Talia straightened, taking in just how tall Lan Wangji was. And those eyes, gold as a hawk’s. She’d never seen eyes like that on another human being. “I am Herald Talia, Monarch’s Own, Chosen of Rolan. This is Herald-Captain Kerowyn, Chosen of Sayvil. Who do we have the honor of addressing?”
Huaisang stood formally with a flicker of relief, something familiar. “Nie Huaisang, heir of QingheNie.”
“Lan Zhan, courtesy name Lan Wangji, second heir of GusuLan, Hanguang-jun,” Wangji hesitated. “Chosen of Kellen.”
“Nie Zonghui. First Disciple.” Short, to the point, with only the barest shift of the shoulders bearing paired sabers.
Hanguang-jun. Light-bearing Lord, Sayvil had passed along, adding that apparently some cultivators got stuck with titles the way Vanyel Demonsbane and Lavan Firestorm had, and he’d probably be happier if they just used his name. Or names, fine Kellen, they could stand a little rudeness….
Which in Talia’s wry opinion was solid proof Sayvil was just as diplomatic as her Chosen. As in, not. “I’m told courtesy names are polite, so that would be Nie Huaisang, Lan Wangji, and Nie Zonghui?”
A set of nods. Whew.
And then Lan Wangji’s brows lifted.
Ah. Talia remembered what it’d been like, thrown into the Palace and training and taking on the Royal Brat. It’d been a foreign land, even if she did speak the language. Any guide to what was right and wrong to do had been a relief. “In Court, Monarch’s Own would be appropriate,” Talia said gravely. “Herald Talia is always correct. I’m fine with just Talia, but people in formal settings might not approve.” She nodded at Kero. “She’s Herald-Captain Kerowyn; Herald Kerowyn less formally, or Weaponsmaster.”

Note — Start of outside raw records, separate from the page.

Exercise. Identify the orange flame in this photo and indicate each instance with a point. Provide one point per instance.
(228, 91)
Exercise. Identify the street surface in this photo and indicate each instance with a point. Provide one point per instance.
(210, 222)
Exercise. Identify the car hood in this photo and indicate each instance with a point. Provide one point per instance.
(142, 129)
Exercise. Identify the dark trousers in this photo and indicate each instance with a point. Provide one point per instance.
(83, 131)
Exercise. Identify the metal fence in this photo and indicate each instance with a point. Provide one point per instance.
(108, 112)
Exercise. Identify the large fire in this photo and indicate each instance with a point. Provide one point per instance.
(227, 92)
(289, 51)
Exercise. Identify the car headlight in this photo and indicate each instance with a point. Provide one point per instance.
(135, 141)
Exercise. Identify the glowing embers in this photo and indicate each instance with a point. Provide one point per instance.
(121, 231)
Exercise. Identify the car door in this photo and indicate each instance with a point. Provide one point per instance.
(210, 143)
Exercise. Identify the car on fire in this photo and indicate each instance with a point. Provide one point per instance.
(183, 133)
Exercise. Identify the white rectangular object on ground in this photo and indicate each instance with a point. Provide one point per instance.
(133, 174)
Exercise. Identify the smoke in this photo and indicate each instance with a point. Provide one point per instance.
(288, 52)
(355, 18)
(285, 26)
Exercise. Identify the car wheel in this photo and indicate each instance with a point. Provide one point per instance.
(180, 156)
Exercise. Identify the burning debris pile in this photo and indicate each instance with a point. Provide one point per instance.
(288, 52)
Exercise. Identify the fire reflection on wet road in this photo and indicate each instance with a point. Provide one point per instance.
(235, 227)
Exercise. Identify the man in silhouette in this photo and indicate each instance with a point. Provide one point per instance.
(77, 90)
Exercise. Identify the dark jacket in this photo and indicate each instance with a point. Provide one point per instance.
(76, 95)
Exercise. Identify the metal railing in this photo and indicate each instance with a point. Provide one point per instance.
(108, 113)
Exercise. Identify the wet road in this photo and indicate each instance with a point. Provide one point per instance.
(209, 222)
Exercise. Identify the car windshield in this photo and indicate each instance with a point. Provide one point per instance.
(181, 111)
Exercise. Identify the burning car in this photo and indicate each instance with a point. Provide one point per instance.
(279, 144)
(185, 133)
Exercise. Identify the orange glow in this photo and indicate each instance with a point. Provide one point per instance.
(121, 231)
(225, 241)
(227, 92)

Huaisang stiffened at that last, almost as if he wanted to sidle behind the other two.
Kero’s grin was all teeth. “Weaponsmaster’s only if we’re in the salle, or on the training grounds. We don’t usually see foreign nobles there.” She waved toward one of the Farms’ smaller buildings; almost a small cottage, meant for the Monarch’s family and exhausted Heralds to have a place to sit and talk away from the Palace. “Let’s put up your horses and get some hot drinks.”